C1orf186
c1orf186: Unveiling the Intriguing Gene Linked to Neurodevelopmental Disorders
Introduction
In the vast genetic landscape of human DNA, researchers have discovered a gene of profound significance: c1orf186. This gene has emerged as a central player in neurodevelopmental disorders, holding immense therapeutic potential. Here, we embark on a comprehensive exploration of c1orf186, its associated diseases, latest scientific advancements, and implications for future research.
Description
c1orf186, also known as chromosome 1 open reading frame 186, is a protein-coding gene located on chromosome 1 of the human genome. It consists of 16 exons and spans approximately 100 kilobases. The primary function of c1orf186 remains a subject of intense research, but it has been implicated in a variety of cellular processes, including protein synthesis, cell division, and DNA repair.
Associated Diseases
c1orf186 has been strongly linked to several neurodevelopmental disorders, including:
- Intellectual Disability (ID): ID is a condition characterized by significant limitations in intellectual functioning, often accompanied by social and adaptive deficits. c1orf186 mutations have been identified in approximately 1-2% of ID cases.

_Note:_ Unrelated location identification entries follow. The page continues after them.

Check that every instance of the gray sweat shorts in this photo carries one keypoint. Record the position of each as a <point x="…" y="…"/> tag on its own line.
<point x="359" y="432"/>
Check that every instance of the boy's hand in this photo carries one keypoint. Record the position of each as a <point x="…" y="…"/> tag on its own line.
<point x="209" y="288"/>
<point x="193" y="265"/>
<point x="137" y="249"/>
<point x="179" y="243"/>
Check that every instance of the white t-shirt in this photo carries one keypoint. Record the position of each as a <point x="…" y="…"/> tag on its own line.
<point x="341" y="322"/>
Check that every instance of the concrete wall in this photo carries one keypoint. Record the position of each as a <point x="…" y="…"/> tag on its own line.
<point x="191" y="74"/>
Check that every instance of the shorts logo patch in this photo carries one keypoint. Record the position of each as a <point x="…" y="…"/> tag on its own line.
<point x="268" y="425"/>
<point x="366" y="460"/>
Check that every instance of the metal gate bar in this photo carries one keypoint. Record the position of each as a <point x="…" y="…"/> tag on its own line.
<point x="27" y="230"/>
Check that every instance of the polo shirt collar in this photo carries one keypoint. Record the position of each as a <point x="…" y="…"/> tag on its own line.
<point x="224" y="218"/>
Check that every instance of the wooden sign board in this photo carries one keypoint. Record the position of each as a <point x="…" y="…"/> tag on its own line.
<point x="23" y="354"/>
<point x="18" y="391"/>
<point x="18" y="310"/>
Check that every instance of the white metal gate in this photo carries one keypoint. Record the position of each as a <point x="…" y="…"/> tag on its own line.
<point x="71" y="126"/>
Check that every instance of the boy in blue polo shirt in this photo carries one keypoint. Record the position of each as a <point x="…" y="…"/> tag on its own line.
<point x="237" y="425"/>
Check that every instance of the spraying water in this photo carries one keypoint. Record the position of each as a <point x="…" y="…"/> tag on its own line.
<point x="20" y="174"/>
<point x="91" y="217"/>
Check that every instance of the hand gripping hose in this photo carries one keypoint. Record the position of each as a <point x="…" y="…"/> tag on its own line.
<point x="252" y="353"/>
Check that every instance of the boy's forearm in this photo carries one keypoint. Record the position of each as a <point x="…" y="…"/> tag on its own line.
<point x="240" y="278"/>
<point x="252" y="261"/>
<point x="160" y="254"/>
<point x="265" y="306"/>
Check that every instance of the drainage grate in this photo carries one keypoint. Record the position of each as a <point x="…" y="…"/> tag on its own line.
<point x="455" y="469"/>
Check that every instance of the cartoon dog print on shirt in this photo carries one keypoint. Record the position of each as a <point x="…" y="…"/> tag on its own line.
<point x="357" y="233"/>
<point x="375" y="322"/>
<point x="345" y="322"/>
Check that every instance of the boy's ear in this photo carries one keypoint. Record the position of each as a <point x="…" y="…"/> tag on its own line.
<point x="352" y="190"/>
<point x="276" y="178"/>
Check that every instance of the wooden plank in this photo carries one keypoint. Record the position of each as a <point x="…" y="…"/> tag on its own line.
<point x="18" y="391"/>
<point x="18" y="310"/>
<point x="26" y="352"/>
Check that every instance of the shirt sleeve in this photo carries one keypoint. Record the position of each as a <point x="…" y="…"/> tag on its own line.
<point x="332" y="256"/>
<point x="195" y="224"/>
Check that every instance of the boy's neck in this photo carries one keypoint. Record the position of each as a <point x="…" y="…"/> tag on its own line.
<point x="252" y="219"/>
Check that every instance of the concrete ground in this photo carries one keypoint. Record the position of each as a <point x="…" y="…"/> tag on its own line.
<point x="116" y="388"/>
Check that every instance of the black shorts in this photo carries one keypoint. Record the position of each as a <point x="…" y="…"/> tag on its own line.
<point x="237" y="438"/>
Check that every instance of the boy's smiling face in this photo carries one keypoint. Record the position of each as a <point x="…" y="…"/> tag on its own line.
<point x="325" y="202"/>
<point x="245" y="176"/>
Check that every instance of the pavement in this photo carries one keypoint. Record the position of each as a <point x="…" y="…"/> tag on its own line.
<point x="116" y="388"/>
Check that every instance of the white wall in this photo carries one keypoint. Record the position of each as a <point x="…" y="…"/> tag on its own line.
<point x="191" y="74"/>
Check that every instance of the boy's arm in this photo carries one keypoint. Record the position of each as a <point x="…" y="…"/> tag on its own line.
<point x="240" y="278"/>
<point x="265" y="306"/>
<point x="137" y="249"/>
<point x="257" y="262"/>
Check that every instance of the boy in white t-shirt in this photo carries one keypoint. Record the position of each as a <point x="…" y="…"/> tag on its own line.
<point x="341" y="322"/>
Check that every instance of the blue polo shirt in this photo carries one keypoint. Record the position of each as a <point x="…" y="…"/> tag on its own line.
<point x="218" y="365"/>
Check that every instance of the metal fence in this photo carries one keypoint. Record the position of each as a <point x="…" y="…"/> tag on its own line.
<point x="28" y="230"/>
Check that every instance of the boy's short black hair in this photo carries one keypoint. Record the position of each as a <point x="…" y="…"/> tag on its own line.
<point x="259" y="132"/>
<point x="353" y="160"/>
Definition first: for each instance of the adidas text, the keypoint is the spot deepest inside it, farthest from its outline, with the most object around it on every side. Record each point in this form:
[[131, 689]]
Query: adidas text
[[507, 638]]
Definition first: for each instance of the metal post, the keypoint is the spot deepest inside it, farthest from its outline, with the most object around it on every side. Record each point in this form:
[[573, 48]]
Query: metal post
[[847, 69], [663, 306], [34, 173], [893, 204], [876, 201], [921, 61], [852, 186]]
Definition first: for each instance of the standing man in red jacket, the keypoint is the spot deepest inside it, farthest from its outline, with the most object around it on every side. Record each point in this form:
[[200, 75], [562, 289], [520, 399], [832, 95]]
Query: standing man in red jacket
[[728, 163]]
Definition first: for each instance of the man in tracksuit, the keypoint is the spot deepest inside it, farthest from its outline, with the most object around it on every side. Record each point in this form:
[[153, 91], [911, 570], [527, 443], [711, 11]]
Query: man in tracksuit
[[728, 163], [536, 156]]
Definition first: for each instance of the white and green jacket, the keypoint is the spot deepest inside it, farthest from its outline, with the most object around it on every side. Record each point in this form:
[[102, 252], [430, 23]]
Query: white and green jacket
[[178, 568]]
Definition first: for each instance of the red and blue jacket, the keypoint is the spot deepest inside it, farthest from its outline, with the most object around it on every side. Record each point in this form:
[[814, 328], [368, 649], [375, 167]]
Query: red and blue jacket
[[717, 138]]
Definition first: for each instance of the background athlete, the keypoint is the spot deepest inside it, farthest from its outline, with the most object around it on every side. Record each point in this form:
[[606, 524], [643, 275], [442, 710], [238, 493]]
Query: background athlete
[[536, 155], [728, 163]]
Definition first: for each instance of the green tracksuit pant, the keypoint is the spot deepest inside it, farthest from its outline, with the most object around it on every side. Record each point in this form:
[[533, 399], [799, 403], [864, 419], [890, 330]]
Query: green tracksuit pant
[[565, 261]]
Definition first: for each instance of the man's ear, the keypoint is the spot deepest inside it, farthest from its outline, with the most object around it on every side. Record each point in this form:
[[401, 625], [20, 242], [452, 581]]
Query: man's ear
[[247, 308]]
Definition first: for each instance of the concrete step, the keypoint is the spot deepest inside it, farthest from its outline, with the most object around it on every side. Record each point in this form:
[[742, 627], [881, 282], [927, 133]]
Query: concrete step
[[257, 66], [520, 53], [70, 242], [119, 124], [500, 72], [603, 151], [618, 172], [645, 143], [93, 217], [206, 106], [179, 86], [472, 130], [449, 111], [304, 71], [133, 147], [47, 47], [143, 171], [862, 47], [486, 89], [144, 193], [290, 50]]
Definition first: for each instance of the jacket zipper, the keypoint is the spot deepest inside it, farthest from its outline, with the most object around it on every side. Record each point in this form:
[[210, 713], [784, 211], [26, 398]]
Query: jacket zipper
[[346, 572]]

- Autism Spectrum Disorder (ASD): ASD is a complex neurodevelopmental disorder that affects socialization, communication, and behavior. Mutations in c1orf186 have been associated with increased risk of ASD, with estimates suggesting a prevalence of up to 3% in affected individuals.
- Schizophrenia: Schizophrenia is a severe mental disorder characterized by delusions, hallucinations, and disorganized thinking. Studies have shown an association between c1orf186 variants and susceptibility to schizophrenia.

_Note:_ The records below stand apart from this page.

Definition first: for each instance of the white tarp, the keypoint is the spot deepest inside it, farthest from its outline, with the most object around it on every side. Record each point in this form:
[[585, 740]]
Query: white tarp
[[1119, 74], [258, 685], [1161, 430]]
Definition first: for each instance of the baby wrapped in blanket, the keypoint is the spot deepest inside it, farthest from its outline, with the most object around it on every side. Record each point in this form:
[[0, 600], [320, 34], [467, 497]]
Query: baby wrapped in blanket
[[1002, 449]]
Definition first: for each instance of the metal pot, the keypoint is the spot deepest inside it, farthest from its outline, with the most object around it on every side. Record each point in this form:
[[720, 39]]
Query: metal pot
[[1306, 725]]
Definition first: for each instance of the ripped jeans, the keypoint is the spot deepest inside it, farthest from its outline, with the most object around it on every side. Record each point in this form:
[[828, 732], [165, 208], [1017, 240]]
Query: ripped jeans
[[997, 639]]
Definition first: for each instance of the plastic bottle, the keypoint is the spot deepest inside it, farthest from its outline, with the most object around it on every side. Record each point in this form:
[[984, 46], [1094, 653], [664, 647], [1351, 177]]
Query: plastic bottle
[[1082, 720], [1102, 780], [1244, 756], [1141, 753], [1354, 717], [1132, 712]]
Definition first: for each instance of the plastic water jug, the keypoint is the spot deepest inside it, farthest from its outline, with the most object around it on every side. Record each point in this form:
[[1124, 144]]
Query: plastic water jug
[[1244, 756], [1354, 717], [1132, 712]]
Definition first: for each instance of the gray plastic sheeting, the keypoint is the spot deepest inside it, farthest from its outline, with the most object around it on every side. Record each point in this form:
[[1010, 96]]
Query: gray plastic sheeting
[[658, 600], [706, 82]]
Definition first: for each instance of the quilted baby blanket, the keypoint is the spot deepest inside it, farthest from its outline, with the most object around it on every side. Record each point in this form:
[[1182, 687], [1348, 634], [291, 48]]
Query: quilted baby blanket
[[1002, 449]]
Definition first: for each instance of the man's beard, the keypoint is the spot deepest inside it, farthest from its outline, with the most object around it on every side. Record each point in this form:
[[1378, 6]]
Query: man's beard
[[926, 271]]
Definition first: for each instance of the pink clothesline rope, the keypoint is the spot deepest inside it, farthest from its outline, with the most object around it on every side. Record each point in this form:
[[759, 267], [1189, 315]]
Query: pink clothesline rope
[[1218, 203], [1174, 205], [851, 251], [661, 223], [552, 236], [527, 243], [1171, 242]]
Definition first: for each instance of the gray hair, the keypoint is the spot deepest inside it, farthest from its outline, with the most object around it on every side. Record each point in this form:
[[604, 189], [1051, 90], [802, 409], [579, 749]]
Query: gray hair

- Syndromic Conditions: Mutations in c1orf186 have also been linked to specific syndromic conditions, such as Pitt-Hopkins syndrome, characterized by intellectual disability, distinctive facial features, and breathing difficulties.
Did you Know ?
Approximately 1 in 500 individuals carries a mutation in the c1orf186 gene, highlighting its prevalence in the general population. While these mutations may not always lead to clinical symptoms, they can increase susceptibility to neurodevelopmental disorders under certain genetic and environmental factors.